Enterprise 4.0 now includes several tools to help streamline generative AI deployment. One new addition is Nvidia NeMo, a framework the company launched last September that contains training and inferencing frameworks, guardrailing toolkits, data curation tools, and pretrained models.

Another new inclusion for AI Enterprise 4.0 is the Nvidia Triton Management Service which automates the deployment of multiple Triton Inference Server instances in Kubernetes. Nvidia says the new service enables large-scale inference deployment through efficient hardware utilization. The software application manages the deployment of Triton Inference Server instances with one or more AI models, allocates models to individual GPUs and CPUs, and efficiently collocates models by frameworks.

Nvidia Enterprise is supported on the company’s RTX workstations which have three new Ada-generation GPUs: RTX 5000, RTX 4500, and RTX 4000. The 48GB workstations can be configured with AI Enterprise or Omniverse Enterprise.
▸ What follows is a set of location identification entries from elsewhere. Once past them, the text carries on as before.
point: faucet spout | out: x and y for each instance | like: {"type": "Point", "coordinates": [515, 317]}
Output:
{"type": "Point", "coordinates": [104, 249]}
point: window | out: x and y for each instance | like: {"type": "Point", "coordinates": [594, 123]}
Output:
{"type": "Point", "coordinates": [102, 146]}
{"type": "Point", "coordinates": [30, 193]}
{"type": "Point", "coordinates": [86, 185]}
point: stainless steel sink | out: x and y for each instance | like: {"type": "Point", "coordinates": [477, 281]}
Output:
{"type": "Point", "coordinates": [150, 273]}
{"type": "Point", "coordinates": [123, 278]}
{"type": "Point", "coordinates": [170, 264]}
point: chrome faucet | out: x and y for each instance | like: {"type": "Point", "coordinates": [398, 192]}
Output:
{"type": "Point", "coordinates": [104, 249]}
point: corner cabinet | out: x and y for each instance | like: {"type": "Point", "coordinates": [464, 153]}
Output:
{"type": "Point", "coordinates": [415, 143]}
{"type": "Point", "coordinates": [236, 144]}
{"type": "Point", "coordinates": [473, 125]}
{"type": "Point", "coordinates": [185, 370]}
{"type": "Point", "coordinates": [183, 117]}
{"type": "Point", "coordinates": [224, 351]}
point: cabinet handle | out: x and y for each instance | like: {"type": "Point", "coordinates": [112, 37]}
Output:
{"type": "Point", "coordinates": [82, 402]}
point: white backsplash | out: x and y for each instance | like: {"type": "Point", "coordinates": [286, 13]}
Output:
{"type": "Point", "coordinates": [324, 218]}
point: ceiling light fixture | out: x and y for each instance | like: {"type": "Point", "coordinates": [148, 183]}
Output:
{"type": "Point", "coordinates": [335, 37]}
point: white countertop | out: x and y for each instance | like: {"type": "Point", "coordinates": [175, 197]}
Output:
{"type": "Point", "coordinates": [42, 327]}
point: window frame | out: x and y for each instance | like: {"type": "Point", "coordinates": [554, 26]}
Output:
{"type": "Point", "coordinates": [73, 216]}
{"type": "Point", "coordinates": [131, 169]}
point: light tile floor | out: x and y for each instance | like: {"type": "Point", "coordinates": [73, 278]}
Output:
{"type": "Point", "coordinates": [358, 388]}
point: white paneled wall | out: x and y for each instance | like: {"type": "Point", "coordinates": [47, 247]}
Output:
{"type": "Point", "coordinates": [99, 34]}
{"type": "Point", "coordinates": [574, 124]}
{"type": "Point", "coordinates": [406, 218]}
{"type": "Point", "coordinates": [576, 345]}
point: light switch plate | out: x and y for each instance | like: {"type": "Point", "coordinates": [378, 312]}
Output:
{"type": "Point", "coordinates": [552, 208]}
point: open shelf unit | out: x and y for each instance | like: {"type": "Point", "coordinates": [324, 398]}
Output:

Nvidia AI Enterprise 4.0 will also be integrated into partner marketplaces, including AWS Marketplace, Google Cloud, and Microsoft Azure, as well as through Nvidia cloud partner Oracle Cloud Infrastructure, the company said.

AI Workbench: A New Developer Toolkit

Finally, Nvidia unveiled its AI Workbench, a toolkit for creating, testing, and customizing generative AI models on a PC or workstation and then scaling them to any datacenter, public cloud, or DGX Cloud.

There are hundreds of pretrained models now available, and finding the right frameworks and tools when building a custom model for a specific use case can be challenging. Nvidia says its new AI Workbench lets developers pull together all necessary models, frameworks, software development kits and libraries from open source repositories (and its own AI platform) into a unified developer toolkit.

Nvidia says its AI Workbench streamlines selecting foundation models, building a project environment, and fine tuning these models with domain-specific data. Developers can customize models from repositories like Hugging Face and GitHub using this custom data and then share the models across multiple platforms.

“This Workbench is a collection of tools that make it possible for you to automatically assemble the dependent runtimes and libraries, the libraries to help you fine tune and guard rail, to optimize your large language model, as well as assembling all of the acceleration libraries, which are so complicated, so that you can run it very easily on your target device,” Huang said in his SIGGRAPH keynote.

For those many companies who are also placing large bets on generative AI, Das says the real power of Nvidia’s platform lies in its flexibility.

“What we really believe in at Nvidia is, once you produce the model, you can put it in a briefcase and take it with you wherever you want,” Das said. “And all you really need is the runtime from Nvidia that you can take with you so that you can run the model wherever you want to run it. And as you deploy the model, you want that software to be enterprise-grade so that you can bet your company on it.”